5.2 Le droit à la protection de la bonne foi, déduit de l'art. 4 aCst., est
expressément consacré à l'art. 9 Cst. Selon la jurisprudence rendue sous
l'ancien droit, qui est toujours valable (ATF 127 I 36 consid. 3a, 126 II 387
consid. 3a; RAMA 2001 no KV 171 p. 281 consid. 3b, 2000 no KV 126 p. 223, no
KV 133 p. 291 consid. 2a), il permet au citoyen - à certaines conditions (ATF
121 V 66 consid. 2a et les références) - d'exiger que l'autorité respecte ses
promesses et qu'elle évite de se contredire. Il faut notamment que
l'administré se soit fondé sur un renseignement erroné pour prendre des
dispositions qu'il ne saurait modifier sans subir un préjudice.

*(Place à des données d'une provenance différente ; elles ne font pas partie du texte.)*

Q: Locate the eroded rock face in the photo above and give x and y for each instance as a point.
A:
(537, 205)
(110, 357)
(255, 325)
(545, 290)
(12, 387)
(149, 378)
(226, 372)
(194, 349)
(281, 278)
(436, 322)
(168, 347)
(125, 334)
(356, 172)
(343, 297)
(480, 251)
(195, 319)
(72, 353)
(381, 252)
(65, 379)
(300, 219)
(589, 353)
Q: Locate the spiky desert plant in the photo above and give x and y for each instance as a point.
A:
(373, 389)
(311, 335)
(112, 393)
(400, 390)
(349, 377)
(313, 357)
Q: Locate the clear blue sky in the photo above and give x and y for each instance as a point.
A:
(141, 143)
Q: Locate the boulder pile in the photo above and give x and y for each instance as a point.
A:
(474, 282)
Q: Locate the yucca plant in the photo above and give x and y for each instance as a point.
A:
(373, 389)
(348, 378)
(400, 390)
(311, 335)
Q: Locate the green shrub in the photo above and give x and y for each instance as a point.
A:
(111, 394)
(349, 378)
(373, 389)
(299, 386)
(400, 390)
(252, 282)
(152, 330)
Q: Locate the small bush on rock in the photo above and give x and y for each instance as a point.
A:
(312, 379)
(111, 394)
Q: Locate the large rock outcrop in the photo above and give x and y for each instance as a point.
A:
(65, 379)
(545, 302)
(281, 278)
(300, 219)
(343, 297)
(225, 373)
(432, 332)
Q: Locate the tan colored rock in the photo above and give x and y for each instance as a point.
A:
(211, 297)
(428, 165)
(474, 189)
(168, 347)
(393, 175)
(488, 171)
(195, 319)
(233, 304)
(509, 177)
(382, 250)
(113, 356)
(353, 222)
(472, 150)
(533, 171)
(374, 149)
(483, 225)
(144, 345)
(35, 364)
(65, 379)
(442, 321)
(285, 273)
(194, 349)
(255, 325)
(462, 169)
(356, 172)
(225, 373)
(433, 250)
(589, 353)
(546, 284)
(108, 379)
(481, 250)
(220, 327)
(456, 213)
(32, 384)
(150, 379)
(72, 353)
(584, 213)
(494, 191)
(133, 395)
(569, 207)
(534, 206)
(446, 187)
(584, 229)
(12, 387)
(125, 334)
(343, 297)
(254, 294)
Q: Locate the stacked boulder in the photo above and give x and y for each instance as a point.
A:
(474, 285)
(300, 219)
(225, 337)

5.3 En l'espèce, il n'est pas nécessaire d'examiner si la décision du 21
septembre 1999, par laquelle la caisse a accepté de prendre en compte le
montant des mensualités versées à C.________, constituait une promesse de
nature à faire naître le droit à la protection de la bonne foi. En effet, il
n'apparaît pas que le recourant ait subi un préjudice en se fondant sur la
décision susmentionnée. Le contrat de leasing portant sur le véhicule Fiat
Ducato a été conclu par S.________ le 20 septembre 2000, c'est-à-dire bien
avant le mois d'août 2001, époque à laquelle a pris fin l'accord passé avec
C.________. Cela étant, même s'il s'est peut-être acquitté d'un versement
initial, le recourant ne peut valablement soutenir qu'il a incité S.________
à conclure le contrat de leasing en vue de se loger et continuer ainsi, sur
la foi de la décision du 21 septembre 1999, de bénéficier de la prise en
compte de ses frais de logement dans le calcul de la prestation
complémentaire.

6. Vu ce qui précède, la caisse intimée était fondée, par sa décision du 19
novembre 2001 à fixer les dépenses reconnues sans tenir compte des frais de
logement.

Le jugement attaqué devra être annulé et le recours se révèle ainsi mal
fondé.

Par ces motifs, le Tribunal fédéral des assurances prononce:

1.
Le recours est rejeté.

2.
Le jugement du Tribunal des assurances du canton de Vaud du 20 septembre 2002
est annulé.

3.
Il n'est pas perçu de frais de justice.

4.
Le présent arrêt sera communiqué aux parties, au Tribunal des assurances du
canton de Vaud et à l'Office fédéral des assurances sociales.